Like the Yoga retrospective, this post is very late on account of the events described having taken place after the soft ending of Nonsense Wars, but I would still like to document my experience with this machine.
When I wrote about my original fanless NUC project I mentioned that the mSATA SSD ran into the 70s even after I attached some tiny aftermarket heatsinks. This was really a sign of things to come: in “production” all of the temps on that machine were higher than I would have liked – not dangerously so, but just enough such that I wasn’t comfortable. So I kept my eye out for a replacement.
In 2015 we got fifth generation NUCs, and one of the models had the two identical display outputs that I wanted from the DC53427HYE. For this new NUC, Akasa also released the Newton S, which had maybe 150 percent of the cooling surface of the old Newton V and also supported regular 2.5″ hard drives! So it was once again time to try a new build.
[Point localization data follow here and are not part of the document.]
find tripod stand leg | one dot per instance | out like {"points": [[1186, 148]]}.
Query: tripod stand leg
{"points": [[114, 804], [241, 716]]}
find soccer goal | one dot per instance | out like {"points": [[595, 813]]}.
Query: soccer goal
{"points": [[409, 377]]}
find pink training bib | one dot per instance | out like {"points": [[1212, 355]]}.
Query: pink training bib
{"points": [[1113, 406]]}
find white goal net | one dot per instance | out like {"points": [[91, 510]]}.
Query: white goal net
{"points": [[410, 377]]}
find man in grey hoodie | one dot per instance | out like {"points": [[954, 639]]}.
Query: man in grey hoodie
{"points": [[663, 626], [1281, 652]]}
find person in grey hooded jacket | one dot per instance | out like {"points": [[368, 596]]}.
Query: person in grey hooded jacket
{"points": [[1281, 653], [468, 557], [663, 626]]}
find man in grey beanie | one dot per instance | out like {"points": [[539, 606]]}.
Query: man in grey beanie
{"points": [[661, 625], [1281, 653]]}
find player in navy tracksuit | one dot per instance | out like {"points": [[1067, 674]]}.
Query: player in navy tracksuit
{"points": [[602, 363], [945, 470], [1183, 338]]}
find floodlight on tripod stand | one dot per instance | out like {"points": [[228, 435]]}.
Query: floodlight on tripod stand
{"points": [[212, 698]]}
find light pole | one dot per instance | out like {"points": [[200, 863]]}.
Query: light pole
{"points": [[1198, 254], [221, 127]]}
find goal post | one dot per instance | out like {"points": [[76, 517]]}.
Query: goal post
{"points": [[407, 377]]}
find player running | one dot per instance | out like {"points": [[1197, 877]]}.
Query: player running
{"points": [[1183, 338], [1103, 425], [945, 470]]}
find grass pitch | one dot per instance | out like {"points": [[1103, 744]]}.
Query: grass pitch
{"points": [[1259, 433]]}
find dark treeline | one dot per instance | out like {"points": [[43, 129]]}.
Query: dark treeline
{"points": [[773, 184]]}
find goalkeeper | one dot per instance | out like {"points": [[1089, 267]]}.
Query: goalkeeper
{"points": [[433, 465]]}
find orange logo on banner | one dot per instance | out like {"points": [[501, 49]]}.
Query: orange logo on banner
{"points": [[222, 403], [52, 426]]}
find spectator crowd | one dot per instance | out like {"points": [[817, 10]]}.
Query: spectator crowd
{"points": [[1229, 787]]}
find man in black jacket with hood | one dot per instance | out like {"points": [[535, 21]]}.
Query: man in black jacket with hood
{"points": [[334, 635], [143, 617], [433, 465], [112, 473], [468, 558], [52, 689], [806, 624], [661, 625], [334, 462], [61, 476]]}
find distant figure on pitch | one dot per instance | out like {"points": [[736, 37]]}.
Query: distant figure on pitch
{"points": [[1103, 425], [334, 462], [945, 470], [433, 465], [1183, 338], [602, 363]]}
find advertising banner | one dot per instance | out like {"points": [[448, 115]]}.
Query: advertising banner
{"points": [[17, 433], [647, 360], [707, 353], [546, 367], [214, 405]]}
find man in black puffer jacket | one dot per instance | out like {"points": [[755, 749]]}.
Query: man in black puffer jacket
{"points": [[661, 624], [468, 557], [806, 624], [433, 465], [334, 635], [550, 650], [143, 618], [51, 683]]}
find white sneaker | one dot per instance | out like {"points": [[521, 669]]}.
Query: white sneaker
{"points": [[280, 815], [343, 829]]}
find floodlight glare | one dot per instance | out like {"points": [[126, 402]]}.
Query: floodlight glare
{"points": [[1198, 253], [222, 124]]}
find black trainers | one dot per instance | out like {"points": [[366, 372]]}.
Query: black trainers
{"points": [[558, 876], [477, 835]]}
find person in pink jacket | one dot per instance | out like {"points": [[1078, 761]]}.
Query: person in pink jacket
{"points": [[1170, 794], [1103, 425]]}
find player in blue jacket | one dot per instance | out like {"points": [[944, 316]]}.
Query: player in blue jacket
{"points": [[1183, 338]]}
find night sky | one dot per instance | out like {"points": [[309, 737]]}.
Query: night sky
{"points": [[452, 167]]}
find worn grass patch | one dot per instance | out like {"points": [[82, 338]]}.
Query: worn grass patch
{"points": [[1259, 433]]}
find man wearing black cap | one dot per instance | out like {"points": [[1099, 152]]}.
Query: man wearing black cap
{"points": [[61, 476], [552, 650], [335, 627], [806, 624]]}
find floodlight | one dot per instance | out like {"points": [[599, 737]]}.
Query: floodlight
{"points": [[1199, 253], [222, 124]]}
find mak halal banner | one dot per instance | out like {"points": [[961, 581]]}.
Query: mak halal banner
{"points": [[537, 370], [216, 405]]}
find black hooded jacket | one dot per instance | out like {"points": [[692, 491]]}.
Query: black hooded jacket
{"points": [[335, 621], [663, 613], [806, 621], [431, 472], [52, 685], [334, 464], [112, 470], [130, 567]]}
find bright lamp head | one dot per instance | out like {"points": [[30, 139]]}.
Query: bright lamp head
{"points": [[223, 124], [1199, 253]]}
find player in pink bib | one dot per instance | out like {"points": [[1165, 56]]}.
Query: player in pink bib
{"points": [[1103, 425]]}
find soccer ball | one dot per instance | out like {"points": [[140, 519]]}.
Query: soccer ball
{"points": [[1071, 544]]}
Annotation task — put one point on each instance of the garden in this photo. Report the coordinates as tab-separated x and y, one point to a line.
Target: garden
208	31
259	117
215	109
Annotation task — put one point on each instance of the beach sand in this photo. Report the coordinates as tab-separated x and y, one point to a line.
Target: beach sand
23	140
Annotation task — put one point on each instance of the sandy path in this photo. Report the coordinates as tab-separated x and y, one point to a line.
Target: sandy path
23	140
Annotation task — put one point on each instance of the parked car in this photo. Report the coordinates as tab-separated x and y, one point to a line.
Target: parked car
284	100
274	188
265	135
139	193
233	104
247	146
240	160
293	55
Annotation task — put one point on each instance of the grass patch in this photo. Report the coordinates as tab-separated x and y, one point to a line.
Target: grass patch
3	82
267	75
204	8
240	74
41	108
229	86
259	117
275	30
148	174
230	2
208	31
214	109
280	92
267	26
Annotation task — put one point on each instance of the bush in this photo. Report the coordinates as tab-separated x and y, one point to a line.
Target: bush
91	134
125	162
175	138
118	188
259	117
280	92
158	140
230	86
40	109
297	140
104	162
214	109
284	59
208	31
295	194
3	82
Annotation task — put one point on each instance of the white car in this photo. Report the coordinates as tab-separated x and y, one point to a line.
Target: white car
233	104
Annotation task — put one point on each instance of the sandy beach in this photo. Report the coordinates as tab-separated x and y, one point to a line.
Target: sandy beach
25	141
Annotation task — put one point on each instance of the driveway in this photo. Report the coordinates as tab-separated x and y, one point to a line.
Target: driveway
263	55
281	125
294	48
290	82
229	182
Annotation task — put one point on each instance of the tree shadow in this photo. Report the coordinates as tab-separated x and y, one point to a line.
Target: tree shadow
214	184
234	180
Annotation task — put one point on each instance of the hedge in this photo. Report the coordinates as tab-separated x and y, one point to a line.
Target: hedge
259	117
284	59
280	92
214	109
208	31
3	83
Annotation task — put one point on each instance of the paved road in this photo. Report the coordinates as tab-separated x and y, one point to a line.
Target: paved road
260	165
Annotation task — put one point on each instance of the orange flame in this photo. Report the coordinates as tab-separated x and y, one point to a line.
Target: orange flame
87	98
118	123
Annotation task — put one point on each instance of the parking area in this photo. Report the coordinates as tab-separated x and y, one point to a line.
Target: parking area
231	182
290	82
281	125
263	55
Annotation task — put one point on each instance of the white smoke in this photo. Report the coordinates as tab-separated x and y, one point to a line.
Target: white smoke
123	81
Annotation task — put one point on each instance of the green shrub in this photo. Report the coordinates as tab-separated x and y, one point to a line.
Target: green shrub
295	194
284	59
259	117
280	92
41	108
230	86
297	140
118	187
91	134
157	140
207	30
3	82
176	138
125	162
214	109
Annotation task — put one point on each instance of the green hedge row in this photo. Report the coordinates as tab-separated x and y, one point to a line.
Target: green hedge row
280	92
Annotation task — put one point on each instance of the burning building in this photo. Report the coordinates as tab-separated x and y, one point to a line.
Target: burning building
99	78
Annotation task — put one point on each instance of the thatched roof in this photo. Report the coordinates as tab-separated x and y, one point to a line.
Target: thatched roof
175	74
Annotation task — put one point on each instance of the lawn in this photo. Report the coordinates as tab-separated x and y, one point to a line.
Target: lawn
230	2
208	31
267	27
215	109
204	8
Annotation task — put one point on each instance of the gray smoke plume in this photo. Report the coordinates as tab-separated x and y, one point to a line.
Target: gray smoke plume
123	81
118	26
The NUC has gotten component upgrades and different port configurations over the various generations, but it fundamentally has not changed much. Even the current generation of NUC still has the same basic design and form factor as the first generation, and the prices have gone down a bit! It looks like the cheapest i3 kit in the current generation costs $240 whereas the first-gen equivalent was probably a bit over $300. Hooray for technology!
The specific kit I got to replace the DC53427HYE was the NUC5i3MYHE. The name is still very terrible and very specific. Originally I found the board by itself for what I thought was a cheap price, but the seller couldn’t fulfill the order, and then I was able to find the barebones kit at the same price. This model comes with the i3 5010U with an onboard HD Graphics 5000. One thing that tripped me up was that it only takes low-power DDR3 instead of standard voltage DDR3.
As for the new passive case, Newton S is basically the same thing as the Newton V, but longer. In that extra space they’ve thrown in mounting brackets for a 2.5″ drive. They’ve also added a front audio jack, which is really appreciated (though Intel also needed to add headers for those on the NUC board itself): on the DC53427HYE I had to use a USB audio adapter and that was really annoying. Assembling the system in the case was a non-issue, non-event.
The new machine probably cost about the same as the old one: something in the realm of $450 net. I say net because both times I ended up selling the stock NUC case and accessories for about $50. I sold the old DC53427HYE system for $350, which means that it only depreciated by about 25 percent in the first year of use – not bad at all.
Much like the first system, this system has been pretty much trouble free since day one, and the temps are much more reasonable. The machine is a year and a half old at the time of this writing and after hours of sustained light load the CPU and SSD temps are in the mid to upper 30s. I never see them go out of the 40s in normal use. You could probably add ten to fifteen degrees to both of those numbers for the old machine.
I suppose that’s all I have to say for now.